Lo examinó con atención. Sin lugar a duda, la mujer había sido atacada con un arma blanca y en más de una ocasión. En la parte anterior del cuerpo se veían cuatro heridas profundas, dos en el torso, una en la ingle y otra, a todas luces mortal, en la garganta, donde el arma había cortado un vaso sanguíneo del que había salido un chorro de sangre, que le había empapado la melena suelta y que se había extendido por el suelo.
—Un momento —exclamó dirigiéndose a Tiralli, que no tenía la menor prisa—, luego podrás entrar.
Pisani miró alrededor. La habitación parecía estar en orden. Abrió el armario y vio, al fondo, el hábito monacal, que contrastaba con cuatro vestidos de noche suntuosos, uno de los cuales era de color rojo fuego, además de muy escotado. También había dos pelucas y una máscara blanca, una de las que llamaban larve. Pensó que la monja no se limitaba a recibir a su amante. Al igual que muchas de las que la habían precedido en ese camino, salía enmascarada para ir a fiestas, al teatro, y, quién sabe, a jugar en el Ridotto.
Entró en el cuarto de baño. En un estante había un cofre de plata y esmalte abierto. Si había contenido joyas, estas habían sido robadas. A su lado se veía un saquito de cuero con un ducado de oro en su interior que, por lo visto, el ladrón había olvidado.
¿Se trataba de un robo con un desafortunado final?
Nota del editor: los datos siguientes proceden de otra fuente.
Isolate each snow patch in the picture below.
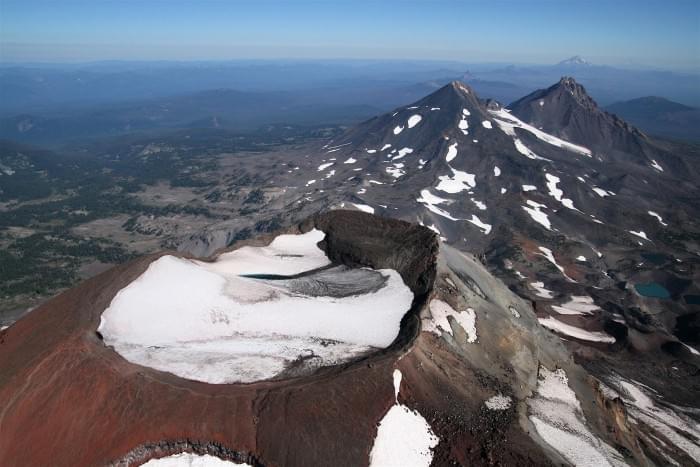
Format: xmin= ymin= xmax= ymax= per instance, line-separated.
xmin=408 ymin=114 xmax=423 ymax=128
xmin=537 ymin=316 xmax=615 ymax=344
xmin=527 ymin=366 xmax=626 ymax=467
xmin=629 ymin=230 xmax=651 ymax=242
xmin=523 ymin=200 xmax=552 ymax=230
xmin=435 ymin=167 xmax=476 ymax=194
xmin=416 ymin=189 xmax=459 ymax=221
xmin=143 ymin=452 xmax=252 ymax=467
xmin=484 ymin=393 xmax=512 ymax=410
xmin=423 ymin=299 xmax=477 ymax=344
xmin=466 ymin=214 xmax=491 ymax=235
xmin=552 ymin=295 xmax=600 ymax=315
xmin=651 ymin=159 xmax=664 ymax=172
xmin=648 ymin=211 xmax=668 ymax=227
xmin=530 ymin=282 xmax=554 ymax=299
xmin=545 ymin=173 xmax=578 ymax=211
xmin=537 ymin=246 xmax=576 ymax=282
xmin=369 ymin=370 xmax=440 ymax=467
xmin=489 ymin=109 xmax=593 ymax=157
xmin=445 ymin=143 xmax=457 ymax=162
xmin=350 ymin=203 xmax=374 ymax=214
xmin=98 ymin=230 xmax=413 ymax=384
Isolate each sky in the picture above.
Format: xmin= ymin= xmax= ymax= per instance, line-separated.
xmin=0 ymin=0 xmax=700 ymax=69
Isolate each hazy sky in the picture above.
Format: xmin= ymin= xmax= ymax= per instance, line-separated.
xmin=0 ymin=0 xmax=700 ymax=68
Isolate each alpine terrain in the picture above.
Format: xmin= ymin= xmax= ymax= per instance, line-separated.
xmin=0 ymin=78 xmax=700 ymax=467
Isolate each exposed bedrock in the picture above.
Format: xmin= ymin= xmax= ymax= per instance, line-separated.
xmin=0 ymin=211 xmax=697 ymax=467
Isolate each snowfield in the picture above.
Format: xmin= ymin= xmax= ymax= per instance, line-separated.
xmin=490 ymin=109 xmax=593 ymax=157
xmin=538 ymin=316 xmax=615 ymax=344
xmin=369 ymin=370 xmax=440 ymax=467
xmin=143 ymin=452 xmax=252 ymax=467
xmin=422 ymin=299 xmax=477 ymax=344
xmin=528 ymin=366 xmax=627 ymax=467
xmin=98 ymin=230 xmax=413 ymax=384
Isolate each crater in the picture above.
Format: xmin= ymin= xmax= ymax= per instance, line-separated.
xmin=97 ymin=213 xmax=434 ymax=384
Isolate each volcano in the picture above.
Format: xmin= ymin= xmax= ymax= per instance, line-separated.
xmin=0 ymin=78 xmax=700 ymax=466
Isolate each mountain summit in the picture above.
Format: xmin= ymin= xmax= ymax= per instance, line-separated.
xmin=508 ymin=76 xmax=654 ymax=159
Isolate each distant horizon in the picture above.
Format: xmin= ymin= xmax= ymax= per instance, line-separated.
xmin=0 ymin=0 xmax=700 ymax=70
xmin=0 ymin=55 xmax=700 ymax=74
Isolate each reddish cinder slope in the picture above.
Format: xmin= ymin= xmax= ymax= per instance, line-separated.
xmin=0 ymin=211 xmax=546 ymax=467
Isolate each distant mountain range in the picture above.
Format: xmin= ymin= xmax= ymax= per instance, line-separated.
xmin=605 ymin=96 xmax=700 ymax=141
xmin=0 ymin=75 xmax=700 ymax=466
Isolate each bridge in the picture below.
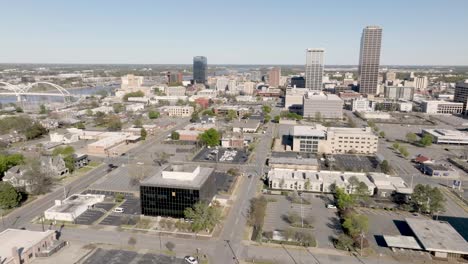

Pero ¿por qué habían matado a la víctima? ¿No habría bastado con aturdirla? Además, ¿quién sabía que detrás de la puerta medio destrozada que daba a la calle se escondía un pequeño tesoro?
—Jacopo —dijo a su secretario—, entra sin pisar el charco de sangre y dibuja detalladamente todo lo que veas.
—¿También el cadáver? —preguntó el joven con un suspiro.
—Sobre todo el cadáver, sí, incluidas las heridas.
Giannetto seguía inmóvil en el salón, cada vez más abatido.
—Dígame si esta habitación está como la dejó anoche —quiso saber Pisani.
Giannetto miró alrededor con aire circunspecto.
—Puse la mesa para dos —recordó—. La señora no recibió ninguna visita ni tocó la cena. Parece que bebió un poco de vino. Ni siquiera alimentó el fuego. El haz de leña está intacto.
—Muy bien, Biagiotti —aprobó Marco examinando el suelo—. Es usted muy observador. Dígame, ¿estas huellas son suyas? —Señaló una fila de huellas ensangrentadas que arrancaban en el dormitorio, cruzaban el salón y desaparecían en la escalera.
—No, excelencia, no he entrado en la habitación. Mire aquí —diciendo esto se inclinó y recogió un elegante tricornio, que estaba tirado en un rincón en penumbra—. Anoche, cuando traje la cena, no estaba.
Marco lo agarró y le dio la vuelta. En el forro destacaban las iniciales F.M. bordadas.
—Hemos encontrado algo importante —afirmó.
En ese momento se oyeron unos fuertes golpes en la planta baja.